1) Make a Bedtime Routine Chart: This can be as simple or fancy as you like. On cardboard/poster board write out 5 basic bedtime activities that take place. You may decide to include visuals. This can be cut out images/pictures or just basic stick drawings. This might help your non-reader understand the sequence. Go over the chart with your toddler each night before bedtime so they are clear on the expectations around bedtime. As you are going through the routine, refer back to the chart to show your child what they have accomplished! Go through the chart together so that your child feels as though he has some responsibility in completing the routine.
Snack/water + Brush Teeth
Cuddles + Bed Lights Out
2) Offer “Last Call”: If you know what your child typically asks for around bedtime, give them a chance to do these things one last time before bed. Make it clear that this is their last chance. “Ok, this is the last chance before sleep time to have a drink of water” or ” Let’s try going to the bathroom one last time before bed” or “Here is one last huge bear hug before sleep time.” Give your child the opportunity to have these things, but make it clear that these activities will not just go on and on.

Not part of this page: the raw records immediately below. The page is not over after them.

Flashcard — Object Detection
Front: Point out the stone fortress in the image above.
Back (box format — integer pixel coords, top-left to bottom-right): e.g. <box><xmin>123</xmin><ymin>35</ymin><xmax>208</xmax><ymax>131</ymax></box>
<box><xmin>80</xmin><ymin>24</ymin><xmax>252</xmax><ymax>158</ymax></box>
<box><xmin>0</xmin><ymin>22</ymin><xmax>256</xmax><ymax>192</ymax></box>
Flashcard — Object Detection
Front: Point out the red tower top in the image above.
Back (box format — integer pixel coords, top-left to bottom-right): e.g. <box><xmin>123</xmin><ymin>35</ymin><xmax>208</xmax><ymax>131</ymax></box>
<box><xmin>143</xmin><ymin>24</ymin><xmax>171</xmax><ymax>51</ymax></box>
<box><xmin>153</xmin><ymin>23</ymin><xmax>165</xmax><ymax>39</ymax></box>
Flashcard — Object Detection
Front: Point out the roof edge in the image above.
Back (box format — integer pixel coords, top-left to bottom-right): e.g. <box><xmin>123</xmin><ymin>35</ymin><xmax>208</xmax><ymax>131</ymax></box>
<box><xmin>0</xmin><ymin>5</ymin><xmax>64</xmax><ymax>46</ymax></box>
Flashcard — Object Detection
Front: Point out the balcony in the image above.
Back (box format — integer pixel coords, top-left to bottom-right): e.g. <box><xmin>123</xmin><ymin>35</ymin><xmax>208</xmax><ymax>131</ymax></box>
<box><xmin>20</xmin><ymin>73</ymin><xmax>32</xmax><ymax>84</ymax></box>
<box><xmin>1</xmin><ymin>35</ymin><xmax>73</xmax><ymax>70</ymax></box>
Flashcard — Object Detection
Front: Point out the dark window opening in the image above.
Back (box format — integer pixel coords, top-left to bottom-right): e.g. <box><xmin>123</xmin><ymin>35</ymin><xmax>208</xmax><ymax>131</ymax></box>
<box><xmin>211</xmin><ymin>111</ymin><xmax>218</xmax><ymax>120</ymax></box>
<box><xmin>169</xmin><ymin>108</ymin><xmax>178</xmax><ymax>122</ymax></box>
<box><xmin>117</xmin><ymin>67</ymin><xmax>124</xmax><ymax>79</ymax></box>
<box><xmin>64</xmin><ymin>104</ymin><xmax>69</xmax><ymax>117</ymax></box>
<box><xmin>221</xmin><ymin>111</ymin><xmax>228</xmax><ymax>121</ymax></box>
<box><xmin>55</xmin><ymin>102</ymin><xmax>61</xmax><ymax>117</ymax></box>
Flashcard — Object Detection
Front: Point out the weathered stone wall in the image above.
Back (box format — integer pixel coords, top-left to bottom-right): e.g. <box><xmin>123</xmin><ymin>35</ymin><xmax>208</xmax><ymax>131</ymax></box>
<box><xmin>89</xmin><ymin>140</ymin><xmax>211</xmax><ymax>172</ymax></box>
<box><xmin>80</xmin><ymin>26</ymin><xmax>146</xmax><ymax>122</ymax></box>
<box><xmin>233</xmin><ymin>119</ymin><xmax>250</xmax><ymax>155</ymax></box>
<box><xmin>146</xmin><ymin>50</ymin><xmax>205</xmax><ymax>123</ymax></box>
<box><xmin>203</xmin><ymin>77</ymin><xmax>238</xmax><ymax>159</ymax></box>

3) Give your child some choice: We want our little children to feel independent and empowered, but if their choices are too open-ended they may end up feeling out of control. Offer your child some choices but keep the options limited so that they can happily and easily make a decision without getting overwhelmed. ” Here are 2 pairs of pajamas. Which ones are you going to choose tonight? The tiger ones or the car ones?” or ” We only have time to read 3 books tonight but you can choose any 3 books you like from this pile!” Young children love to feel as though they were a part of the decision making and this is a nice way to provide choices but still keeps things within managable boundaries.
4) Communicate: Whenever you are making changes to sleep or are trying to implement some new bedtime rules, make sure you talk to your child about the changes or what it is you expect from him/her at bedtime. Even if they are not very verbal, they can understand quite a lot, and communicating with them is much more effective then just changing something and having them feel alarmed and therefore frustrated. Often, if the rules or expectations have been explained using simple language before hand, the child is much more willing to cooperate because they do not feel surprised but rather they have had time to process the new rule/change. “Tonight, bedtime is going to be a little bit different. We are only going to have 1 snack before bed and when we are finished we will brush our teeth and then get into bed for a cozy story”
5) Consistency: A lot of sleep work comes back to being consistent and this is so very true when it comes to dealing with toddlers who can be extremely determined. Decide on your limits, what the bedtime routine will clearly look like, and stick to your guns! Toddlerhood is a time to explore and test boundaries and when we are inconsistent (we say no, but then after tantrum our no turns into a yes) our little smarty pant picks up on this inconsistency rather quickly and remembers this for next time. However, if we can be firm and teach our child that when Mommy or Daddy says no that that is what they mean, our children feel more secure and less frustrated because they begin to learn exactly what to expect and thrive off this sense of predictibilty and stability.